Because of the required encoding, and renaming of features, it's not easy to interpret this tree and compare it to the ones we made in class. Nevertheless, it's a good little example of how to make a decision tree in scikit-learn. In a later notebook we'll look at a tree made using the algorithm from class.

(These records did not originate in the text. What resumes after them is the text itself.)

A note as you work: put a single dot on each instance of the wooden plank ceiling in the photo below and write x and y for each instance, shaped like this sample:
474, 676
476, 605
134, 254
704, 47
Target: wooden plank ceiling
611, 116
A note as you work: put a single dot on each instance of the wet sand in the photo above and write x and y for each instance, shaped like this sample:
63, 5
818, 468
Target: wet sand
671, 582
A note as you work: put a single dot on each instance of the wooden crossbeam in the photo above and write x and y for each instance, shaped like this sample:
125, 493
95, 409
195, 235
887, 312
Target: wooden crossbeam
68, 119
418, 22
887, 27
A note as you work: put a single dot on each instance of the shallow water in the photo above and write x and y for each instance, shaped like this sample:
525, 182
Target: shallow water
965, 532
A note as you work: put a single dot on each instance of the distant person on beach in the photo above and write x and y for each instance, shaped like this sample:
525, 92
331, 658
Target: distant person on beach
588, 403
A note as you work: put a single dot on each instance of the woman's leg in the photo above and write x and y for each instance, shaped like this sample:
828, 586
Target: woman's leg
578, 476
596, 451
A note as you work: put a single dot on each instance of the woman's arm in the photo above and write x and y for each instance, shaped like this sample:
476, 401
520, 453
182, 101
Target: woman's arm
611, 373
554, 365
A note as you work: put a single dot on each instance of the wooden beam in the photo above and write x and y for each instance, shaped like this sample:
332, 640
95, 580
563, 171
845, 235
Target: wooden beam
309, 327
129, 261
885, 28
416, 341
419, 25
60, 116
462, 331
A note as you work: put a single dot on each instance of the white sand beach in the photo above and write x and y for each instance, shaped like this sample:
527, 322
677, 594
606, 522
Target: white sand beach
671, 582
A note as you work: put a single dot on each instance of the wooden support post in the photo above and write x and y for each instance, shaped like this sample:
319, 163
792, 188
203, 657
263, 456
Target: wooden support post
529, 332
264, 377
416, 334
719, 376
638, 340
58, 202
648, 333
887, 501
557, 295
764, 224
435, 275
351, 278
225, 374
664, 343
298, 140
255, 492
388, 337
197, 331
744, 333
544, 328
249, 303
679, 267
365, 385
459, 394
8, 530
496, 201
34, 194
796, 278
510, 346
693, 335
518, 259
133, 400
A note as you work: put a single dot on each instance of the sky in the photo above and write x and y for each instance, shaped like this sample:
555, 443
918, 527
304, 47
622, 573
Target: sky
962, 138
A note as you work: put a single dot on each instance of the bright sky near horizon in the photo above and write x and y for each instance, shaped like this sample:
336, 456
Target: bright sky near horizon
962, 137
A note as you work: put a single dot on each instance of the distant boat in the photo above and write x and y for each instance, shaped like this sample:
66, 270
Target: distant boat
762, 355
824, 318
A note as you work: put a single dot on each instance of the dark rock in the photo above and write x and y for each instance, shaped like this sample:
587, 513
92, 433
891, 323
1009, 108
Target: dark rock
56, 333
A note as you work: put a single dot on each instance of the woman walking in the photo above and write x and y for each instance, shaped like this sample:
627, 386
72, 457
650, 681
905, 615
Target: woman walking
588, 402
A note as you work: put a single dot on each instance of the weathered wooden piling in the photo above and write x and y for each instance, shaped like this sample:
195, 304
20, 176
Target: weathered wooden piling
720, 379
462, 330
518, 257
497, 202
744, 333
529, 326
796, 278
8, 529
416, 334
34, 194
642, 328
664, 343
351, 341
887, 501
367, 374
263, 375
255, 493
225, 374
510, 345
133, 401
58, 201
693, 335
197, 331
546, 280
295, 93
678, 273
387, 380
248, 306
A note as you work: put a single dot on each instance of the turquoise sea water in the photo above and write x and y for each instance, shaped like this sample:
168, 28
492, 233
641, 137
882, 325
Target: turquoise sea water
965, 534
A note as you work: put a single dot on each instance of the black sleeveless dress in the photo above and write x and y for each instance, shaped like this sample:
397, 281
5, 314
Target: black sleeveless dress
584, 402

Part 2: The entropy of English¶

Install nltk (natural language toolkit) following the commands below.

In [ ]:
!pip install nltk

The next cell will open an interactive window (which is a bit weird). Follow the prompts to download a library called 'brown'

In [ ]:
import nltk

## delete the next line after you download "brown" (or comment it)
nltk.download()

brown.words is a list of words

In [ ]:
from nltk.corpus import brown
In [ ]:
brown.words()
In [ ]:
len(brown.words())

Your job is to use these words to compute, using standard python, the entropy of the English language. Only consider 27 characters -- the alphabet plus space.

In [18]:
# your code!